June 30, 2025 calculation

Payables turnover = Cost of revenue (ttm) ÷ Payables
= $551,742K ÷ $2,724,090K
= 0.20

The payables turnover ratio for Trade Desk Inc demonstrates notable fluctuations over the specified period from September 2020 through June 2025. Initially, the ratio was relatively low at 0.19 in September 2020, indicating that the company was settling its accounts payable approximately once every five to six months. Subsequent quarters revealed a declining trend, reaching a low of approximately 0.13 in December 2020 and again around March 2022, suggesting extended periods for paying suppliers and potentially indicating increased liquidity or optimized payment strategies.

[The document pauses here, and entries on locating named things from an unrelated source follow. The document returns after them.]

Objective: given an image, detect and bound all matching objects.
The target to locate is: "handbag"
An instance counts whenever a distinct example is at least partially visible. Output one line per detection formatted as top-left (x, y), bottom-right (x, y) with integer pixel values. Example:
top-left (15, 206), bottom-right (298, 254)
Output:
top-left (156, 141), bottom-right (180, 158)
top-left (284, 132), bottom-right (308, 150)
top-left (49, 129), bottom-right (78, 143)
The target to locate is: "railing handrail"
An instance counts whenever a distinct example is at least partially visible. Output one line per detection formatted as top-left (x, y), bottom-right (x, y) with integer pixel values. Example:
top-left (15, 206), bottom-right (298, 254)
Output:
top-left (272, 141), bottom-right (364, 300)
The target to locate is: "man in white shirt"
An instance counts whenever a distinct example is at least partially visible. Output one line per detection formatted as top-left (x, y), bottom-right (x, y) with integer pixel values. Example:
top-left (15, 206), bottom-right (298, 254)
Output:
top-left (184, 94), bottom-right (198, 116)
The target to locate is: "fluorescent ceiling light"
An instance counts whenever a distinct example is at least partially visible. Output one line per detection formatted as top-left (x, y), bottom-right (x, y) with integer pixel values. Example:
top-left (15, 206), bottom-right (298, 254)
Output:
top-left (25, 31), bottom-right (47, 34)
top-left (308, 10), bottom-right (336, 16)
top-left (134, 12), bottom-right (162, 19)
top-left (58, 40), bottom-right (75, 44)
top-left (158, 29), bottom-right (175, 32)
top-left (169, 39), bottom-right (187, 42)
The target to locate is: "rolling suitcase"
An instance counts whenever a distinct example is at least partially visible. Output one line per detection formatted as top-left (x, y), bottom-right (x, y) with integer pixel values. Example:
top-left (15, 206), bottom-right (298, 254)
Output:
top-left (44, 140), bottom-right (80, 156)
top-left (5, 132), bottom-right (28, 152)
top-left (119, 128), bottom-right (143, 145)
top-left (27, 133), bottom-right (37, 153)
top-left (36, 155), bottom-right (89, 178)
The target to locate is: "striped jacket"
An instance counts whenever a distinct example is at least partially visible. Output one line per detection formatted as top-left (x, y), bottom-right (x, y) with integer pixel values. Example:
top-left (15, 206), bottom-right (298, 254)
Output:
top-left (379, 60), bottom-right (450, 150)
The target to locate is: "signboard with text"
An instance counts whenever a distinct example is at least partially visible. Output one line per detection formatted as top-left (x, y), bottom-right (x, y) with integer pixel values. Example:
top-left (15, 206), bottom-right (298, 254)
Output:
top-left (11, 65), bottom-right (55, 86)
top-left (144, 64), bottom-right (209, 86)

From March 2022 onward, there is a gradual upward trend, with the ratio increasing to approximately 0.18 by March 2023. This indicates a modest acceleration in settling payables, moving toward a payables turnover roughly once every five to six weeks. The ratio stabilizes around 0.16 to 0.18 through 2023 and into the first half of 2024, reflecting a consistent approach to managing trade payables over this period.

By the second half of 2024 and into mid-2025, the ratio further improves to approximately 0.20–0.21, signifying an increased frequency of paying off liabilities—about once every five weeks or less. This upward movement may suggest enhanced operational efficiency or a deliberate strategy to tie up less working capital in accounts payable. Overall, the data indicates that Trade Desk Inc's payables turnover ratio has trended upward over time after initial declines, reflecting a gradual shift towards more frequent settling of supplier obligations.